The main goal of the update seems to be to show a clear path to identify, analyze and decide what to do about the “catastrophic” risks inherent in the models they are developing. This is how they define it:
By catastrophic risk we mean any risk that could generate hundreds of billions of dollars in economic damage or cause serious harm or death to many people; This includes, among others, existential risk.
(The existential risk is something along the lines of “rise of the machines”).
Models in production are governed by a team of “safety systems”; this is for, say, systematic abuses of ChatGPT that can be mitigated with restrictions or API tweaks. Frontier models in development have the “preparation” team, which attempts to identify and quantify risks before the model is released. And then there is the “superalignment” team, which is working on theoretical guides for “superintelligent” models, which we may or may not be close to.
The first two categories, being real and not fictitious, have a relatively easy to understand rubric. Their teams rate each model in four risk categories: cybersecurity, “persuasion” (e.g., disinformation), model autonomy (i.e., acting on its own), and CBRN (chemical, biological, radiological and nuclear threats, e.g. the ability to create new pathogens). ).
Various mitigations are assumed: for example, a reasonable reluctance to describe the process of making napalm or homemade bombs. After taking into account known mitigations, if a model is still assessed as having a “high” risk, it cannot be deployed, and if a model has “critical” risks, it will not be developed further.
These risk levels are actually documented in the framework, in case you're wondering if they should be left to the discretion of any engineer or product manager.

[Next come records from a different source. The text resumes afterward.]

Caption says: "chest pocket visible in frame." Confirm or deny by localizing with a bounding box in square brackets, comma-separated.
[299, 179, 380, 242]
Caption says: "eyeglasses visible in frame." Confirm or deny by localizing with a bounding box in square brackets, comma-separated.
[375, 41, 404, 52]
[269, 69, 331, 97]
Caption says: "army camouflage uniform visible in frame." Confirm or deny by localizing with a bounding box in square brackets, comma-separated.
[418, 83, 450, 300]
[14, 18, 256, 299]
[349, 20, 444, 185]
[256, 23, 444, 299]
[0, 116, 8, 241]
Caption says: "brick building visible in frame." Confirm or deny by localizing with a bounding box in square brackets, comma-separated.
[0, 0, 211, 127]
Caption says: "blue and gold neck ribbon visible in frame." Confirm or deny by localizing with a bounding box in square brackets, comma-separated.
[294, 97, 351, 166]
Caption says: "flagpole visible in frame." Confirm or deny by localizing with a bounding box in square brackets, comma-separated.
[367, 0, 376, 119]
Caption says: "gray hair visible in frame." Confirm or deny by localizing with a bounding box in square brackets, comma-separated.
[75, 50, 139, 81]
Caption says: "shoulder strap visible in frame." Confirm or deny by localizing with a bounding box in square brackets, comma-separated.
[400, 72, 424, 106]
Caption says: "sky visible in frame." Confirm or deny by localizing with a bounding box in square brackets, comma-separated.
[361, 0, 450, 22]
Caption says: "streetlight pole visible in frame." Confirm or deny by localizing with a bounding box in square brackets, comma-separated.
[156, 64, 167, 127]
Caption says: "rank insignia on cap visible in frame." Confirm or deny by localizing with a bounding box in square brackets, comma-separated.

For example, in the cybersecurity section, which is the most practical of them, it is a “medium” risk to “increase the productivity of operators… in key cyber operation tasks” in a certain factor. On the other hand, a high-risk model would “identify and develop proofs of concept for high-value exploits against protected targets without human intervention.” Crucially, “the model can devise and execute novel end-to-end strategies for cyber attacks against protected targets, as long as only a high-level desired objective is achieved.” Obviously we don't want that to come to light (although it would sell for a considerable sum).
I've asked OpenAI for more information on how these categories are defined and refined, such as whether a new risk, such as photorealistic deepfake video of people, falls under “persuasion” or a new category, and will update this post if I hear back.

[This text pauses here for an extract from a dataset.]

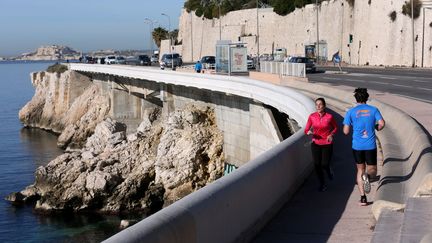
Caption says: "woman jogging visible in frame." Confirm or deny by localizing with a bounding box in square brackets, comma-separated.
[304, 98, 337, 192]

Therefore, one way or another only medium and high risks should be tolerated. But the people who make those models aren't necessarily the best ones to evaluate them and make recommendations. For that reason, OpenAI is creating a “cross-functional Security Advisory Group” that will sit at the top of the technical side, review expert reports, and make recommendations that include superior benefit. Hopefully (they say) this will uncover some “unknown unknowns”, although by their nature they are quite difficult to detect.
The process requires that these recommendations be sent simultaneously to the board of directors and leadership, which we understand to mean CEO Sam Altman and CTO Mira Murati, as well as their lieutenants. Leadership will make the decision on whether to send him or freeze him, but the board will be able to reverse those decisions.
This will hopefully short-circuit something similar to what was rumored to have happened before the big drama: a high-risk product or process getting the green light without the board's knowledge or approval. Of course, the result of said drama was the sidelining of two of the most critical voices and the appointment of some money-minded guys (Bret Taylor and Larry Summers) who are smart but nowhere near experts in artificial intelligence.
If a panel of experts makes a recommendation and the CEO decides based on that information, will this friendly board really feel empowered to contradict them and hold them back? And if they do, will we find out? Transparency is not actually addressed beyond the promise that OpenAI will request independent third-party audits.
Let's say a model is developed that guarantees a “critical” risk category. OpenAI hasn't been shy about bragging about this sort of thing in the past: talking about how tremendously powerful its models are, to the point of refusing to release them, is great publicity. But do we have any kind of guarantee that this will happen if the risks are so real and OpenAI is so worried about them? Maybe it's a bad idea. But either way, it's not really mentioned.